The high theoretical energy density ($2600Wh\;kg^{-1}$) of Lithium-sulfur batteries and the high theoretical capacity of elemental sulfur ($1672mAh\;g^{-1}$) attract significant research attention. However, the poor electrical conductivity of sulfur and the polysulfide shuttle effect are chronic problems resulting in low sulfur utilization and poor cycling stability. In this study, we address these problems by coating a polyethylene separator with a layer of activated carbon powder. A lithium-sulfur cell containing the activated carbon powder-coated separator exhibits an initial specific discharge capacity of $1400mAh\;g^{-1}$ at 0.1 C, and retains 63% of the initial capacity after 100 cycles at 0.2 C, whereas the equivalent cell with a bare separator exhibits a $1200mAh\;g^{-1}$ initial specific discharge capacity, and 50% capacity retention under the same conditions.

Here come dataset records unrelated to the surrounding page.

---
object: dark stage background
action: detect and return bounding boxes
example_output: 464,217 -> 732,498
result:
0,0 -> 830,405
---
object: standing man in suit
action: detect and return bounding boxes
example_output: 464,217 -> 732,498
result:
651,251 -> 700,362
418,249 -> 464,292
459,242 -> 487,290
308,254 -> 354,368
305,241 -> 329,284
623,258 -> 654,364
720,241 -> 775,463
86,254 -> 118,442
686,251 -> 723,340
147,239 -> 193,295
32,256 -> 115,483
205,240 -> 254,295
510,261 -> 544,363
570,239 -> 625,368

The activated carbon powder-coated separator also enhances the rate capability. These results indicate that the microstructure of the activated carbon powder layer provides space for the sulfur redox reaction and facilitates fast electron transport. Concurrently, the activated carbon powder layer traps and reutilizes any polysulfides dissolved in the electrolyte. The approach presented here provides insights for overcoming the problems associated with lithium-sulfur batteries and promoting their practical use.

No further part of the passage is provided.